Piers estremeceu. Estava certo de já ter ouvido aquelas palavras, mas onde? De repente lembrou-se: no Evangelho, o Evangelho de Sexta-feira Santa. Lia-o padre Thorney, o velho capelão, no castelo de sua mãe. Eram as palavras que Cristo pronunciou quando os esbirros o foram prender no Getsêmani. E ouvindo-as pela primeira vez Piers indignara-se porque os apóstolos não souberam defender melhor ao seu Senhor. Um único golpe de espada, e esse só cortara uma orelha. Que miséria! Se lá estivesse seu pai, ou ele mesmo, ou melhor ainda os dois, aquela horda não teria conseguido capturar o Senhor. E no almoço dissera-o também ao velho capelão recebendo dele uma gentil carícia. Não sabes então que Nosso Senhor devia ser crucificado para que tu e eu e todos nós, quando chegar a nossa hora, possamos achar aberta a porta do Paraíso? - Piers refletira muito, abaixando a cabeça. Parecia não houvesse outra solução. Todavia deveriam tê-lo defendido um pouco melhor. E agora estes tomavam-no por um miserável esbirro e pensavam que tivesse vindo com ordem de matar quem representava cada dia o Redentor diante do altar. Aquelas horríveis palavras eram dirigidas a ele. Disse:

- Não tenho nenhuma ordem, aliás ... aliás sou contra esta ação. Eu ... eu sou inglês:

- Percebo-o - replicou o velho monge com um leve sorriso. Há muito tempo ... talvez meio século, visitei o vosso belo país. Justamente então tinham começado a construir a linda catedral de Cantuária.

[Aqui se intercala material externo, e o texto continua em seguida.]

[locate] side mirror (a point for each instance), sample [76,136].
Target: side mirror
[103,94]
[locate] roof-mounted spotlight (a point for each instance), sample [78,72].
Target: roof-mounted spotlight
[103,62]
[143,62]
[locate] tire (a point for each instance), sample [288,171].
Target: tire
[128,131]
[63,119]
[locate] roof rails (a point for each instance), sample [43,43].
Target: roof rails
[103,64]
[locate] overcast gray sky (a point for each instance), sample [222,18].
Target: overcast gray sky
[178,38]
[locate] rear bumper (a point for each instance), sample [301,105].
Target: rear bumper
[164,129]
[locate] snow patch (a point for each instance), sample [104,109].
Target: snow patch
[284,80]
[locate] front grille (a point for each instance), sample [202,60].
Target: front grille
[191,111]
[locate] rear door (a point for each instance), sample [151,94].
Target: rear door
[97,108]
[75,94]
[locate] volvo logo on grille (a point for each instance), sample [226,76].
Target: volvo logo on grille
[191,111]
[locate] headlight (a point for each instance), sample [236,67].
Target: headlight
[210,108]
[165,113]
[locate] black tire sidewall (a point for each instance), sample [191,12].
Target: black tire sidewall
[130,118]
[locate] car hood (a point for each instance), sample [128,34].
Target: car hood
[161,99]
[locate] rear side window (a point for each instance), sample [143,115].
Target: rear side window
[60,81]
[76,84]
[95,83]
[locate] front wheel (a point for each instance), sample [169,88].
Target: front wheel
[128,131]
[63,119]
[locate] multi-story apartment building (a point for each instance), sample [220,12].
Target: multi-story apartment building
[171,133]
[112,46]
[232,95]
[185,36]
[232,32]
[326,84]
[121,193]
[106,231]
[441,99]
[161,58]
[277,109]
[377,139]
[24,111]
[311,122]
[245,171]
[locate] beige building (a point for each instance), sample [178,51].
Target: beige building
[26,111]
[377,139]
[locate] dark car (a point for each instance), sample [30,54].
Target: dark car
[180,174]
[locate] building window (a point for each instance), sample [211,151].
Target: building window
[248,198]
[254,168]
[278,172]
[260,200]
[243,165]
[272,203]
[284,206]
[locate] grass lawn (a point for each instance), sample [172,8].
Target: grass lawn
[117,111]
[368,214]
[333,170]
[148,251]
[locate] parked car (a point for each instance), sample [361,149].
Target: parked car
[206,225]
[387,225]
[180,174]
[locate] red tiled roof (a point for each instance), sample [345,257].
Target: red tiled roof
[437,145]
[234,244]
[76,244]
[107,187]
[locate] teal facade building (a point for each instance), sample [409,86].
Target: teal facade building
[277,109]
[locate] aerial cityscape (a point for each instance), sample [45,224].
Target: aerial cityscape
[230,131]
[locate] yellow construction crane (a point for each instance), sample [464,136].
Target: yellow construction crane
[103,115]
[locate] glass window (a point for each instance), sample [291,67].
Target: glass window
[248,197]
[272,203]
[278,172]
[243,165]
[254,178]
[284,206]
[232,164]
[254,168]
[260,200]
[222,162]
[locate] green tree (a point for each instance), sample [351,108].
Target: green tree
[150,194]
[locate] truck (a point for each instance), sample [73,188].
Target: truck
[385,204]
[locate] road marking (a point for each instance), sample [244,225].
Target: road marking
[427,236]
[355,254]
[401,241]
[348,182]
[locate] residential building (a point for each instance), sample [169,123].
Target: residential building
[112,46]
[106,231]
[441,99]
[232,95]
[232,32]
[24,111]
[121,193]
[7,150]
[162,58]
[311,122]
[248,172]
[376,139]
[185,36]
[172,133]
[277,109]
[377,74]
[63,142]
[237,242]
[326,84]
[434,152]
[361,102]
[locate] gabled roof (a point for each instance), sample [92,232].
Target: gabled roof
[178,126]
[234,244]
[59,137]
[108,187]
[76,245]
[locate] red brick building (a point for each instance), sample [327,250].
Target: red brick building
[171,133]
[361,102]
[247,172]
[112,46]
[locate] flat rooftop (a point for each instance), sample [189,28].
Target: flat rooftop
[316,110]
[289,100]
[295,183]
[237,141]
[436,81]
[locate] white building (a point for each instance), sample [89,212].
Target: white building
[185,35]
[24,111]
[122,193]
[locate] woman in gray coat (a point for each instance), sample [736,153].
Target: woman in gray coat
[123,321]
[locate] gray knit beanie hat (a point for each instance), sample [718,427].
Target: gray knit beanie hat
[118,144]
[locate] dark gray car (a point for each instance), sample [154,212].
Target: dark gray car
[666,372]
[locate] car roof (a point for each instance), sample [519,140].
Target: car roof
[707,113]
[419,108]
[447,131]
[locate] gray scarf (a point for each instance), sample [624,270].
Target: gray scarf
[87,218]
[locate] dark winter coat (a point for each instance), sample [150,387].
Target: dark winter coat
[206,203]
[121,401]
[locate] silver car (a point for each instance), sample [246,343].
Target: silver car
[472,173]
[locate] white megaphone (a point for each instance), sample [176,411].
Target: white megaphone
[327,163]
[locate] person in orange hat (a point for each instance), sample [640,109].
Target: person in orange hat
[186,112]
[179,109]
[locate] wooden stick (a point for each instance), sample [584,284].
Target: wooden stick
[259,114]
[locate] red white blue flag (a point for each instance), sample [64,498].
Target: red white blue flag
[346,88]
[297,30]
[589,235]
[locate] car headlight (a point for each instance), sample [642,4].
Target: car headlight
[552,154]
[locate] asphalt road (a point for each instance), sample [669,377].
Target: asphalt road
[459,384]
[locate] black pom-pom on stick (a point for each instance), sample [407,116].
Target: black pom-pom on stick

- A construção continua - explicou Piers.

- Para construir leva-se muito tempo, - observou com tristeza o monge - muito pouco para destruir. São Bento fundou esta casa, São Bernardo e Santo Anselmo nela moraram... e agora temos de assistir a tanta destruição! - Reprimiu um gemido mordendo os lábios e via-se que sofria.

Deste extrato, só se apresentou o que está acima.